Angekommen, ging es rasant weiter. Alle, auch die Zuschauer, wurden in eine Art Sicherheitsgeschirr gesteckt, mit roter Kordel dran, die einen hindern soll, aus der Seilbahn, die zur Station über dem Canyon fuhr, heraus zu springen. Naja, die wissen halt ihre Zielgruppe einzuschätzen! Zusammen mit zwei anderen Verrückten fuhren Jere und ich gleich in der ersten Fuhre zur Station. Eine Spannung zwischen überspielter Angst und Erwartung machte alle etwas mundfaul. Ich konzentrierte mich aufs Filmen, um meine eigene Aufregung nicht zu sehr zu steigern. In der Station schmissen die zwei Mitarbeiter, die die Jungs an das Seil bunden, erst einmal agressive Musik an und alles ging relativ schnell zur Sache. Wahrscheinlich würden mehr Leute zögern, wenn dort nicht so eine Energie aufgebaut werden würde. Gleich als dritter war Jere an der Reihe und meine Beine zitterten. Ich hatte den vollen Adrenalinausstoß schon allein vom Zuschauen. Immer ist es eine kleine Metallplatte, von der aus die gruseligen Sachen beginnen – zumindest war es beim Skydiven auch so. In kleinen Tippelschritten, weil das Seil nicht mehr zuließ, hoppelte Jere auf den Abgrund zu. Und ohne sich zu versichern, ob auch alles wirklich an ihm fest gemacht war, mit vollem Vertrauen breitete er die Arme aus und kippte nach vorne. Ab einem gewissen Punkt, wenn das Seil sich strafft, gibt es einen Knall. Ich habe nicht ganz heraus gefunden warum, auf jeden Fall hat mich der Ton erschreckt und ich dachte, es sei etwas schief gelaufen, obwohl ich ihn bei den zwei Springern davor auch schon gehört hatte.

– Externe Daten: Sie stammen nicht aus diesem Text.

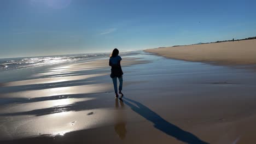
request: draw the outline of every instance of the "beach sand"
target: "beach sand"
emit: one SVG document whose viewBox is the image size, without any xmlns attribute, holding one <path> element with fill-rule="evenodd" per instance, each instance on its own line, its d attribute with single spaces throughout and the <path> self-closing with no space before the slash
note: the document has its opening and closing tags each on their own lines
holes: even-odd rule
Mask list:
<svg viewBox="0 0 256 144">
<path fill-rule="evenodd" d="M 218 64 L 255 64 L 256 40 L 152 49 L 146 52 L 167 58 Z"/>
<path fill-rule="evenodd" d="M 2 83 L 0 143 L 254 143 L 251 69 L 142 52 L 123 57 L 121 101 L 108 63 L 33 69 Z"/>
</svg>

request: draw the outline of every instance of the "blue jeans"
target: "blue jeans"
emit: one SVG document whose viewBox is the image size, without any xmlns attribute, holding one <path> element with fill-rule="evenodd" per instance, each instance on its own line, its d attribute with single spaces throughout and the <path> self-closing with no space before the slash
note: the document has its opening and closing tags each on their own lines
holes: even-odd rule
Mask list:
<svg viewBox="0 0 256 144">
<path fill-rule="evenodd" d="M 120 77 L 118 77 L 119 80 L 119 91 L 122 91 L 123 88 L 123 76 L 121 76 Z M 113 84 L 114 84 L 114 89 L 115 89 L 115 93 L 117 93 L 117 77 L 112 78 Z"/>
</svg>

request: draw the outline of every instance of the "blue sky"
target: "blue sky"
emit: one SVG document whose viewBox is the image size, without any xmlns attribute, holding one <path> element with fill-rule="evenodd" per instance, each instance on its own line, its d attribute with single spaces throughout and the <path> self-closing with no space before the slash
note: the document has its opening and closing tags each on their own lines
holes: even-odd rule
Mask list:
<svg viewBox="0 0 256 144">
<path fill-rule="evenodd" d="M 256 36 L 256 1 L 1 0 L 0 58 Z"/>
</svg>

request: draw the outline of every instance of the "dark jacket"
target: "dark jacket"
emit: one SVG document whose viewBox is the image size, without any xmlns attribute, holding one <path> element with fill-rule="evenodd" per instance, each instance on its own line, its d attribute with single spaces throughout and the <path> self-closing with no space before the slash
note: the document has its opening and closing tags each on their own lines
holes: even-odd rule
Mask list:
<svg viewBox="0 0 256 144">
<path fill-rule="evenodd" d="M 120 61 L 118 64 L 112 64 L 109 59 L 109 65 L 111 66 L 111 74 L 110 75 L 111 78 L 114 78 L 115 77 L 120 77 L 124 74 L 121 64 L 120 64 Z"/>
</svg>

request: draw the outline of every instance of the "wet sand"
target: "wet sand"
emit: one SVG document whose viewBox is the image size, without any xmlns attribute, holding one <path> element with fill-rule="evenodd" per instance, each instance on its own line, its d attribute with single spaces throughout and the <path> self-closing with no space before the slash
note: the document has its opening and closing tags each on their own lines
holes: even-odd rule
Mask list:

Dann war alles auch schon vorbei, Jere wurde nach oben gezogen und ich war überzeugt, dass es ihm nicht gefallen hat, ehrlich! Ich dachte, er ist froh, dass es vorbei ist. Doch dann kam er mit einem Strahlen auf mich zu und wäre am liebsten noch mal gesprungen! So ein Irrer!

Meine Anspannung von Jeres Bungy Jump Erfahrung hat sich den ganzen Nachmittag nicht abgebaut und ich fühlte mich erst am nächsten Tag etwas besser.